エムスリーのプロダクトマネージャーの必読書でもあり、先日第2版が発売された「INSPIRED 熱狂させる製品を生み出すプロダクトマネジメント」では、プロダクトマネージャーの主な責任について、以下のように書かれています。

可能性を評価し、何を作って顧客に届けるのかを判断することだ。

(INSPIRED第二版のP58より引用)

そして

製品発見の目的は次の4つの重要なリスクに対処することである。

  • 顧客はこれを買ったり、これを使うことを選んでくれるだろうか?(価値のリスク)
  • ユーザーはこれの使い方が分かるだろうか?(ユーザービリティのリスク)
  • 私たちはこれを作れるだろうか?(実現可能性のリスク)
  • このソリューションは私たちのビジネスに貢献するだろうか?(事業実現性のリスク)

(以上、INSPIRED第二版のP183より引用)

今回は、これらリスクのうち「価値のリスク」の検証をクイックに行った話になります。

具体的事例

エムスリーペイシェントサポートプログラム

「エムスリーペイシェントサポートプログラム(以下M3PSP)」は、企業の従業員向けに最適な医療を選ぶための支援を行うB2E型サービスです。
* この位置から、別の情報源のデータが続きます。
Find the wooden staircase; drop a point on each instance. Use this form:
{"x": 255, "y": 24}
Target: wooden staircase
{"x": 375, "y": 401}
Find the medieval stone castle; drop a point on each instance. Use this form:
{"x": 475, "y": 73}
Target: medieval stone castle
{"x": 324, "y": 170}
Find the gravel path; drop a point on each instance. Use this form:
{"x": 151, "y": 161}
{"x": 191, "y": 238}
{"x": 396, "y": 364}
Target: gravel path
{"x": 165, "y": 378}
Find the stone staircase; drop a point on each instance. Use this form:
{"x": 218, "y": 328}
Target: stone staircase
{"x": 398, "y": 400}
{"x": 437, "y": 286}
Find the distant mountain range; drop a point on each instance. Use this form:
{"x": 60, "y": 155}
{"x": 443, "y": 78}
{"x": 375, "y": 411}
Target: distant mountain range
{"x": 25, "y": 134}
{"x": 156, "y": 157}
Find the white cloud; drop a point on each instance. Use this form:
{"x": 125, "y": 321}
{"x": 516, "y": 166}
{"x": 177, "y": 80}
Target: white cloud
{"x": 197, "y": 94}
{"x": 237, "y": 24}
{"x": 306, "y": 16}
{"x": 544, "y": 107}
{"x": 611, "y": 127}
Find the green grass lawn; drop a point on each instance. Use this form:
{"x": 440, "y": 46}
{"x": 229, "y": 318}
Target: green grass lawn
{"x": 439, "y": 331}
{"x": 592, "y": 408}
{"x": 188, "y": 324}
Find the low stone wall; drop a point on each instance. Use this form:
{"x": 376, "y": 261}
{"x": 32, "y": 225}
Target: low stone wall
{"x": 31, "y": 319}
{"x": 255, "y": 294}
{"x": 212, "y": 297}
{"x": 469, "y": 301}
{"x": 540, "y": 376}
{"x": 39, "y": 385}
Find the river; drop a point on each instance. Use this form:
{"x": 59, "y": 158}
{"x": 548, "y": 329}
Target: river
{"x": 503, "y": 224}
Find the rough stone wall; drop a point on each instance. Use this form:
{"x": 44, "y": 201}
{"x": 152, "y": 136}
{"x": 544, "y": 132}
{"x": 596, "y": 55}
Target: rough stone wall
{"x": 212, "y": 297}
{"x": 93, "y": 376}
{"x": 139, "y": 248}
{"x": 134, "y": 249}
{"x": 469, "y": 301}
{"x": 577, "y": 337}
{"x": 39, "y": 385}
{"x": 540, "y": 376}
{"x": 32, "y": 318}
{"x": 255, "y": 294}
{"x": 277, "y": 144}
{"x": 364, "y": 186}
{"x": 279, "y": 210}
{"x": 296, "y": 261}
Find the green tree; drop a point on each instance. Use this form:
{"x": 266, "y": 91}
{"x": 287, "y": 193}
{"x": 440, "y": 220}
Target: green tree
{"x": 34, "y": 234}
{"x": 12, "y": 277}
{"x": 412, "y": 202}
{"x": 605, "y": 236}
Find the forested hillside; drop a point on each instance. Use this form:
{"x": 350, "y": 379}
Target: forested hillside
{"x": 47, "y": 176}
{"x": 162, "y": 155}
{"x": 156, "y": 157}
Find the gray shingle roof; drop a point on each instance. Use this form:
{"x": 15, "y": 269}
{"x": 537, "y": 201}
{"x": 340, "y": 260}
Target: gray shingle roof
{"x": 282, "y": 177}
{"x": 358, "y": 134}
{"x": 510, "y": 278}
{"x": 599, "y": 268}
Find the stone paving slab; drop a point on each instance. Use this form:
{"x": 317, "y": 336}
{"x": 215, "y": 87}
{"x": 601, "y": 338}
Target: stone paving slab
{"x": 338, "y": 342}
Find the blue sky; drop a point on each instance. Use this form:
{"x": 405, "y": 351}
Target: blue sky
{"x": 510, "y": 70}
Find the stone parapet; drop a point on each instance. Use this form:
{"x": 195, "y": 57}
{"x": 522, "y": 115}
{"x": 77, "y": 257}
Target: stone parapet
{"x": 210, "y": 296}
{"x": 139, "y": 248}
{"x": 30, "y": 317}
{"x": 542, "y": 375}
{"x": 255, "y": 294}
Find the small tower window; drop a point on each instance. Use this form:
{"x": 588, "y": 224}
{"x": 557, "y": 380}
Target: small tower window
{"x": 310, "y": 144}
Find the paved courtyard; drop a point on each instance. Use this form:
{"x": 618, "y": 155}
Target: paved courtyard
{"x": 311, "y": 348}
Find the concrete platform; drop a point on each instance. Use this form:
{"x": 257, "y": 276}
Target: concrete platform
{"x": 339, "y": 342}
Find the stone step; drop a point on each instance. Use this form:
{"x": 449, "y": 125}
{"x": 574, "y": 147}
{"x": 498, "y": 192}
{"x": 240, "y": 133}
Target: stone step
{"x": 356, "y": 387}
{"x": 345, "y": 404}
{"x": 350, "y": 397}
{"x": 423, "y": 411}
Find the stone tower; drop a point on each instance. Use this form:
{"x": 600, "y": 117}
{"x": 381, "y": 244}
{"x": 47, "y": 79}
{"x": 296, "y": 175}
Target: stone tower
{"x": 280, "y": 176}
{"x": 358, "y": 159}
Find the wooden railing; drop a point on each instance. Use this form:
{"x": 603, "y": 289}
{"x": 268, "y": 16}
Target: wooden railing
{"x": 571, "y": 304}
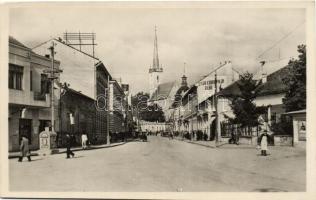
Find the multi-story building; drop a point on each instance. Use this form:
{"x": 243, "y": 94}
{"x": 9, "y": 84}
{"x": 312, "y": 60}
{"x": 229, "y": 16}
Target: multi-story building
{"x": 29, "y": 94}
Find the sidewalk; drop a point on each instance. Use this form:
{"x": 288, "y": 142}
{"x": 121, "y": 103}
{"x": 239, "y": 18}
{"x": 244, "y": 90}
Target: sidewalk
{"x": 63, "y": 150}
{"x": 210, "y": 144}
{"x": 224, "y": 145}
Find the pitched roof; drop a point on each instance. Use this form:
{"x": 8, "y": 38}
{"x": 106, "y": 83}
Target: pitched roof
{"x": 12, "y": 40}
{"x": 274, "y": 84}
{"x": 178, "y": 95}
{"x": 162, "y": 92}
{"x": 231, "y": 90}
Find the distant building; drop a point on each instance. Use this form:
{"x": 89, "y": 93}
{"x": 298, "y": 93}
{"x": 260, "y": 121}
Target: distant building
{"x": 77, "y": 115}
{"x": 153, "y": 126}
{"x": 29, "y": 94}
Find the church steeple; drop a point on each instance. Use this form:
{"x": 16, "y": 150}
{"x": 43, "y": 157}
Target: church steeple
{"x": 156, "y": 66}
{"x": 155, "y": 71}
{"x": 184, "y": 78}
{"x": 155, "y": 57}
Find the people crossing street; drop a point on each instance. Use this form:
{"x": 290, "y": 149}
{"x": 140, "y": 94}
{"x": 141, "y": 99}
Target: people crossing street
{"x": 84, "y": 140}
{"x": 69, "y": 143}
{"x": 24, "y": 149}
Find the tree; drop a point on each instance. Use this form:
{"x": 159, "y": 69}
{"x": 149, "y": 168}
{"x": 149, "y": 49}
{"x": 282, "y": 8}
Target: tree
{"x": 152, "y": 112}
{"x": 295, "y": 96}
{"x": 245, "y": 110}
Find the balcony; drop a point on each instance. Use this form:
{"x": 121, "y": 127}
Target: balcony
{"x": 29, "y": 98}
{"x": 38, "y": 96}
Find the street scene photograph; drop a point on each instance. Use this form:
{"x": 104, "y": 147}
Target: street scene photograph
{"x": 156, "y": 97}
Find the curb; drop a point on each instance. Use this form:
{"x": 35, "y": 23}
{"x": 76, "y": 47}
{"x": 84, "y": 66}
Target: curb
{"x": 91, "y": 148}
{"x": 75, "y": 149}
{"x": 205, "y": 145}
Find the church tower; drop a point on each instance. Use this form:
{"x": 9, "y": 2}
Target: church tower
{"x": 155, "y": 71}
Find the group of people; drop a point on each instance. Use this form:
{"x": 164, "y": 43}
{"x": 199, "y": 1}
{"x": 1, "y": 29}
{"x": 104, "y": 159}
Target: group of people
{"x": 70, "y": 140}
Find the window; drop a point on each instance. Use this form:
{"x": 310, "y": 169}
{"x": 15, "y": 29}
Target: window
{"x": 15, "y": 77}
{"x": 31, "y": 80}
{"x": 45, "y": 84}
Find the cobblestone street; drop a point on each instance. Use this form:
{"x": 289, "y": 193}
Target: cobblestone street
{"x": 163, "y": 165}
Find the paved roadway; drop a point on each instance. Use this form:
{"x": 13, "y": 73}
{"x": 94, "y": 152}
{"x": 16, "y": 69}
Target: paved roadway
{"x": 163, "y": 165}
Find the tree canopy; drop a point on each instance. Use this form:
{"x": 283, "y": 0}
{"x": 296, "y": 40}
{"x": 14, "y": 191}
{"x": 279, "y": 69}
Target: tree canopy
{"x": 245, "y": 110}
{"x": 295, "y": 96}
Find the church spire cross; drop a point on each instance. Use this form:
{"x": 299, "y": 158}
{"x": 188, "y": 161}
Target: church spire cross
{"x": 156, "y": 58}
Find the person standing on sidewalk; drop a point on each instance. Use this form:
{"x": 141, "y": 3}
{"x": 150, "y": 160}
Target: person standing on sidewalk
{"x": 264, "y": 143}
{"x": 84, "y": 139}
{"x": 68, "y": 145}
{"x": 24, "y": 148}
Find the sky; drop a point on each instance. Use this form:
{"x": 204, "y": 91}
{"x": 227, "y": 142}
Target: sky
{"x": 200, "y": 37}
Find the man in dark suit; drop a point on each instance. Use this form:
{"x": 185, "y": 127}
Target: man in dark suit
{"x": 24, "y": 149}
{"x": 68, "y": 145}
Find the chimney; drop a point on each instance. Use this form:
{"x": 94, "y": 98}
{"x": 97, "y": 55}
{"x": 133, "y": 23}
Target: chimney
{"x": 264, "y": 78}
{"x": 263, "y": 74}
{"x": 184, "y": 81}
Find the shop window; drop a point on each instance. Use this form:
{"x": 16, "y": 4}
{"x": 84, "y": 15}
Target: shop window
{"x": 15, "y": 77}
{"x": 45, "y": 84}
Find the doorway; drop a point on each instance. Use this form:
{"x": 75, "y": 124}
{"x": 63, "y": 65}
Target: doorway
{"x": 25, "y": 128}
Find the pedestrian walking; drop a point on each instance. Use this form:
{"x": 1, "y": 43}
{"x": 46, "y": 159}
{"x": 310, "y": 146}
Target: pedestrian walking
{"x": 84, "y": 140}
{"x": 264, "y": 142}
{"x": 68, "y": 145}
{"x": 24, "y": 149}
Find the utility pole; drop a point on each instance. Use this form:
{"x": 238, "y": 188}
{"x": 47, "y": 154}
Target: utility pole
{"x": 108, "y": 112}
{"x": 217, "y": 122}
{"x": 52, "y": 77}
{"x": 216, "y": 112}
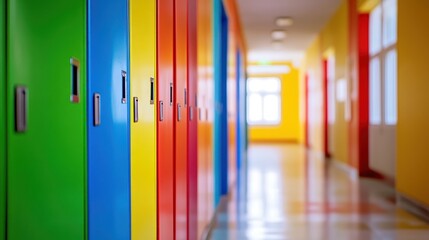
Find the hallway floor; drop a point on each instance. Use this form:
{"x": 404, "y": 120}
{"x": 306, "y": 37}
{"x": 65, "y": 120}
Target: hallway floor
{"x": 293, "y": 194}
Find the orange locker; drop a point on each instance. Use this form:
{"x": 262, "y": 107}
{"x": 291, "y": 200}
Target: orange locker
{"x": 165, "y": 119}
{"x": 192, "y": 122}
{"x": 181, "y": 118}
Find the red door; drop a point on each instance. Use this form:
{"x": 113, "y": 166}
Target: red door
{"x": 192, "y": 121}
{"x": 325, "y": 109}
{"x": 181, "y": 118}
{"x": 165, "y": 124}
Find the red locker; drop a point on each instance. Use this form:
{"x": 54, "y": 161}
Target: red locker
{"x": 165, "y": 119}
{"x": 181, "y": 118}
{"x": 192, "y": 122}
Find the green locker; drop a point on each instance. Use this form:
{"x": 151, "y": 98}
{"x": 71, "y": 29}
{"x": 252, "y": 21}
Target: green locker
{"x": 2, "y": 123}
{"x": 46, "y": 119}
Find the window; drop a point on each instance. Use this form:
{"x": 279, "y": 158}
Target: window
{"x": 383, "y": 64}
{"x": 264, "y": 101}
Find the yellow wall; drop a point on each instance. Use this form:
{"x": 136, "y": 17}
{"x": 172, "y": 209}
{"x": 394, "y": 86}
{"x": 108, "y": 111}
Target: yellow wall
{"x": 333, "y": 39}
{"x": 413, "y": 99}
{"x": 289, "y": 128}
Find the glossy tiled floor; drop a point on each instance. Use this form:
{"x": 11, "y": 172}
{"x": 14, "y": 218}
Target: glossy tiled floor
{"x": 288, "y": 193}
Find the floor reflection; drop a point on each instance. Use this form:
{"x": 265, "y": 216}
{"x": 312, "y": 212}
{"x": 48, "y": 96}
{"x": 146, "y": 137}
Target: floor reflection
{"x": 290, "y": 193}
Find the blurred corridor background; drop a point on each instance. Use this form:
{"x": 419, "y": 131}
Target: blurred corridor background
{"x": 214, "y": 119}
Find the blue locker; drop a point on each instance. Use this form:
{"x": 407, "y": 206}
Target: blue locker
{"x": 108, "y": 120}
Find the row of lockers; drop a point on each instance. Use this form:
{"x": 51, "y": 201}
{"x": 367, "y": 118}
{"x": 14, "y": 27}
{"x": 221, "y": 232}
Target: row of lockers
{"x": 100, "y": 113}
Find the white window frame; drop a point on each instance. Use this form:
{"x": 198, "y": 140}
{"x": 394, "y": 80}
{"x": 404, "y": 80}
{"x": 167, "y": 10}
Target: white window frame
{"x": 381, "y": 55}
{"x": 263, "y": 94}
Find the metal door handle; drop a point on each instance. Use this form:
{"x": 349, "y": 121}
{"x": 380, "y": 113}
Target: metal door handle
{"x": 21, "y": 99}
{"x": 97, "y": 101}
{"x": 74, "y": 64}
{"x": 179, "y": 114}
{"x": 152, "y": 89}
{"x": 171, "y": 94}
{"x": 136, "y": 109}
{"x": 124, "y": 87}
{"x": 161, "y": 111}
{"x": 185, "y": 96}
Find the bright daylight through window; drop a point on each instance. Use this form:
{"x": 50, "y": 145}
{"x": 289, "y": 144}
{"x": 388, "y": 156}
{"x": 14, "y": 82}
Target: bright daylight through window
{"x": 383, "y": 64}
{"x": 264, "y": 101}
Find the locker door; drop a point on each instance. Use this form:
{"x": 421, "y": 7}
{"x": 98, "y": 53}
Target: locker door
{"x": 143, "y": 125}
{"x": 165, "y": 125}
{"x": 108, "y": 120}
{"x": 181, "y": 117}
{"x": 2, "y": 123}
{"x": 192, "y": 122}
{"x": 46, "y": 99}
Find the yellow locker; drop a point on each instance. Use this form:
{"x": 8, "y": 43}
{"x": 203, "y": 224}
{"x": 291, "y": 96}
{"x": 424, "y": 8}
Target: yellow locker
{"x": 143, "y": 119}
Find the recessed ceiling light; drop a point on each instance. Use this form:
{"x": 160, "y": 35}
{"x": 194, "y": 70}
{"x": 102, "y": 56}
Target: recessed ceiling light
{"x": 284, "y": 21}
{"x": 277, "y": 44}
{"x": 278, "y": 34}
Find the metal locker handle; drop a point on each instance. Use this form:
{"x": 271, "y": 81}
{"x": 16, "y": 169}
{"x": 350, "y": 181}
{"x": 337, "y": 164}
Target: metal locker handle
{"x": 74, "y": 79}
{"x": 152, "y": 90}
{"x": 136, "y": 109}
{"x": 161, "y": 111}
{"x": 171, "y": 94}
{"x": 124, "y": 87}
{"x": 179, "y": 113}
{"x": 21, "y": 95}
{"x": 97, "y": 117}
{"x": 185, "y": 97}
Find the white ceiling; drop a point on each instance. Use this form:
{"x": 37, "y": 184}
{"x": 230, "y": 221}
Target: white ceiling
{"x": 258, "y": 19}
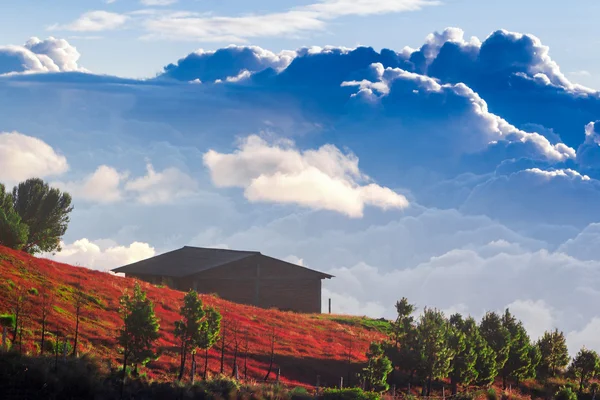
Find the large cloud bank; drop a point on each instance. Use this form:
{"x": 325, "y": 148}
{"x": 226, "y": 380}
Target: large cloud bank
{"x": 477, "y": 186}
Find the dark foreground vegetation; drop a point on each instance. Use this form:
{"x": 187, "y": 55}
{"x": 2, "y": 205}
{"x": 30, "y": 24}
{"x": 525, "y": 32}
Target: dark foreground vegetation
{"x": 50, "y": 378}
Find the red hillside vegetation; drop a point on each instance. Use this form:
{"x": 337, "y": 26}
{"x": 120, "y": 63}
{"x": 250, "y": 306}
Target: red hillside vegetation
{"x": 305, "y": 345}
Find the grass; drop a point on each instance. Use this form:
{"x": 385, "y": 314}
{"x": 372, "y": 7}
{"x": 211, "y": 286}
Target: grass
{"x": 379, "y": 325}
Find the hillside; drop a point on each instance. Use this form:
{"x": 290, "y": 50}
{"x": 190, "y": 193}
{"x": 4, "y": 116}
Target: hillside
{"x": 305, "y": 345}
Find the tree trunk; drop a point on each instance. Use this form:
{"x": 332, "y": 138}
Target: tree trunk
{"x": 21, "y": 340}
{"x": 124, "y": 372}
{"x": 234, "y": 359}
{"x": 4, "y": 329}
{"x": 454, "y": 386}
{"x": 76, "y": 332}
{"x": 182, "y": 364}
{"x": 193, "y": 372}
{"x": 206, "y": 364}
{"x": 43, "y": 336}
{"x": 222, "y": 352}
{"x": 429, "y": 386}
{"x": 14, "y": 338}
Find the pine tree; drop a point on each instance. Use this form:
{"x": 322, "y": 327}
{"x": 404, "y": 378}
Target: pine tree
{"x": 140, "y": 329}
{"x": 554, "y": 352}
{"x": 14, "y": 233}
{"x": 585, "y": 366}
{"x": 190, "y": 328}
{"x": 496, "y": 336}
{"x": 209, "y": 334}
{"x": 485, "y": 365}
{"x": 462, "y": 342}
{"x": 434, "y": 353}
{"x": 377, "y": 369}
{"x": 519, "y": 363}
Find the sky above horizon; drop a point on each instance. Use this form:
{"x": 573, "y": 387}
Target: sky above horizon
{"x": 121, "y": 34}
{"x": 462, "y": 171}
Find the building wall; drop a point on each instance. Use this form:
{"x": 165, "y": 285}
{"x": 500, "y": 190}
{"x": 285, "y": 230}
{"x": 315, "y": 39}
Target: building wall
{"x": 261, "y": 281}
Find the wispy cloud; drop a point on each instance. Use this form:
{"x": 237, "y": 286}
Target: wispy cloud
{"x": 158, "y": 2}
{"x": 184, "y": 25}
{"x": 298, "y": 20}
{"x": 93, "y": 21}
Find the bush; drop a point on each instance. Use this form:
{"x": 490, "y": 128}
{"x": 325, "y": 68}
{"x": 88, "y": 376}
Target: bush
{"x": 565, "y": 393}
{"x": 464, "y": 396}
{"x": 50, "y": 346}
{"x": 221, "y": 387}
{"x": 491, "y": 394}
{"x": 299, "y": 393}
{"x": 348, "y": 394}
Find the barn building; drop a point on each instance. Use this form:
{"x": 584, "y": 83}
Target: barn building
{"x": 246, "y": 277}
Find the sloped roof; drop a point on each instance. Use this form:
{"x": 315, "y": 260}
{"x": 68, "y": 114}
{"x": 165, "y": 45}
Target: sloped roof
{"x": 189, "y": 261}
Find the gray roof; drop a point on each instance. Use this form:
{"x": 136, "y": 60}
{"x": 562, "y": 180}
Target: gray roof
{"x": 189, "y": 261}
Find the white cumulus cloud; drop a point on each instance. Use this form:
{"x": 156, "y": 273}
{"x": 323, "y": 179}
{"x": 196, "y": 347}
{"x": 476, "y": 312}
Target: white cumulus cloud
{"x": 162, "y": 187}
{"x": 23, "y": 157}
{"x": 302, "y": 19}
{"x": 93, "y": 21}
{"x": 107, "y": 185}
{"x": 101, "y": 254}
{"x": 102, "y": 186}
{"x": 319, "y": 179}
{"x": 37, "y": 55}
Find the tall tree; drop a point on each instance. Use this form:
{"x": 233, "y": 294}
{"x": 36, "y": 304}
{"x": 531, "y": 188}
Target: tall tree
{"x": 140, "y": 328}
{"x": 210, "y": 334}
{"x": 462, "y": 342}
{"x": 496, "y": 336}
{"x": 434, "y": 353}
{"x": 585, "y": 366}
{"x": 554, "y": 352}
{"x": 401, "y": 348}
{"x": 519, "y": 364}
{"x": 190, "y": 328}
{"x": 378, "y": 368}
{"x": 45, "y": 211}
{"x": 485, "y": 365}
{"x": 13, "y": 231}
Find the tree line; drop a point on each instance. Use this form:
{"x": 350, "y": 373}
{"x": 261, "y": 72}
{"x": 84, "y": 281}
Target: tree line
{"x": 466, "y": 353}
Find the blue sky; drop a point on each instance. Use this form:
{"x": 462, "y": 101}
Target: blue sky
{"x": 564, "y": 27}
{"x": 462, "y": 171}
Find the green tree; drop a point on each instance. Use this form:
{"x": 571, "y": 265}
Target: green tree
{"x": 554, "y": 352}
{"x": 378, "y": 368}
{"x": 518, "y": 364}
{"x": 190, "y": 328}
{"x": 400, "y": 350}
{"x": 485, "y": 365}
{"x": 210, "y": 333}
{"x": 496, "y": 336}
{"x": 13, "y": 232}
{"x": 45, "y": 211}
{"x": 140, "y": 329}
{"x": 462, "y": 366}
{"x": 434, "y": 353}
{"x": 585, "y": 366}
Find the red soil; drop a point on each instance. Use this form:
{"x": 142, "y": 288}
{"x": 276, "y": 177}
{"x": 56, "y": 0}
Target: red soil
{"x": 305, "y": 346}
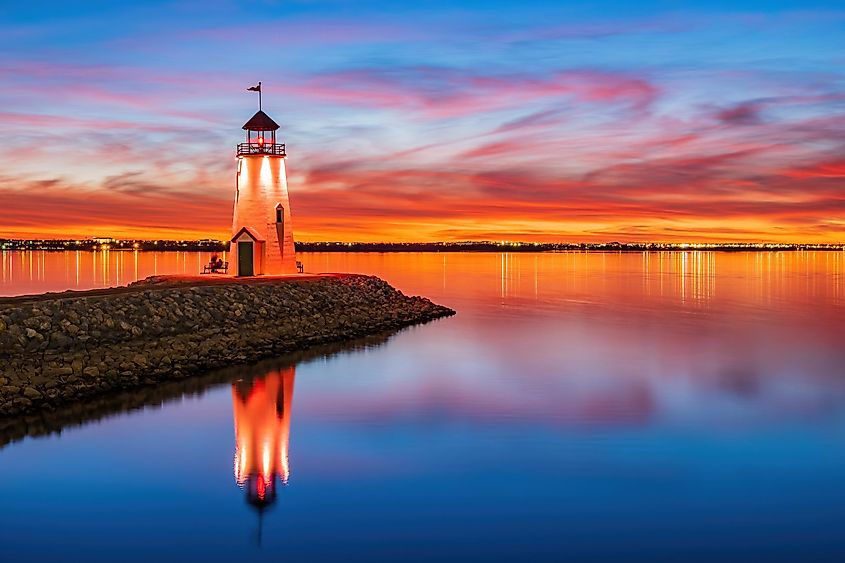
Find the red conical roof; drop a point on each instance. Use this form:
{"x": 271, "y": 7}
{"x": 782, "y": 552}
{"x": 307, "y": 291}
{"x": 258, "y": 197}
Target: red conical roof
{"x": 260, "y": 122}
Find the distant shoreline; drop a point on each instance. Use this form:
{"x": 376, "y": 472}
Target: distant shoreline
{"x": 361, "y": 247}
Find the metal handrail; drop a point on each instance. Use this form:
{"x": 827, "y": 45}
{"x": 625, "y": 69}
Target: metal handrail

  • 医療機関の選択や治療方針に関する不安を抱える患者さんのからの相談を、エムスリーの専任スタッフ(看護師・保険師)が受け、エムスリーが持つ28万人の医師ネットワークを活用してサポートします。
  • 従業員には会社の福利厚生として提供されます。
  • NPSのスコアは80以上を維持する、利用者からの評価が高いサービスです。

解決したい課題

病気になった時に相談するサービスという性質上、全員が今すぐ使うものではないため、使わないと良さが分からないかもしれないという課題があります。従業員の方にいざという時に利用していただけるように、サービス認知度を高めることがサービスが成長していく上で必要不可欠です。

仮説検証の進め方

今回の取り組みは、M3PSPの事業責任者に、課題を解決するソリューション案を提案したところから始まりました。

仮説検証の方法を検討した結果、

  • プロダクトはアプリとして提供する
  • 検証をクイックにやるために開発期間は1~2週間
  • いきなり導入企業全体でテストをするのではなく、協力を得やすい一部企業に絞ってテストを実施する

という方針で進めることにしました。

Androidアプリを開発1週間、QA1週間の計2週間で開発

MVPアプリを開発するうえで意識した点は下記の4点です。

  1. MVPのスコープを、基本通り「顧客に価値を提供できる最小限のプロダクト」とした
  2. MVPアプリのソースコードは捨てる前提で割り切った
  3. iOSアプリを作らずAndroidアプリのみに絞った
  4. サーバーを立てず、Firebaseで完結する設計とした

2週間で開発できた最大のポイントは、1点目の「MVPのスコープを基本通り『顧客に価値を提供できる最小限のプロダクト』としたことです。今回必要な機能は「コンテンツが読めること」と「Push通知が配信できること」の2点のみだったため、それ以外の機能は一切作らないことを徹底しました。

とはいっても、検討していくうちにいつのまにかスコープが広がってしまう、ということもあるかと思います。*1 今回上手くいった要因を思い返すと、自分の中で先に1週間という期限を決めたことにあったと気が付きました。先に目標期間を決めることで、期間から逆算して、その期間内に「顧客に価値を提供できるプロダクト」を作るためにどうすればいいかという視点で考えることができたからです。

まとめ

プロダクトマネージャーの主な責任である「製品の発見」について、私が実際に進めているプロジェクトの事例を紹介する形で書かせていただきました。

具体的には、「価値のリスク」に対するソリューションを検証するためのMVPアプリを2週間(開発1週間、QA1週間)で作り、対象者を一部企業に絞りテストを実施しました。

今回の取り組みでの一番の学びは、MVPとして必要最小限のプロダクトを作るためには、あらかじめタイムボックスを切るというアプローチが有効だということです。

引き続き、M3PSPの成長へ寄与できるプロダクトを作るべく、プロダクトマネージャーとして「製品の発見」に全力で取り組んでいきます。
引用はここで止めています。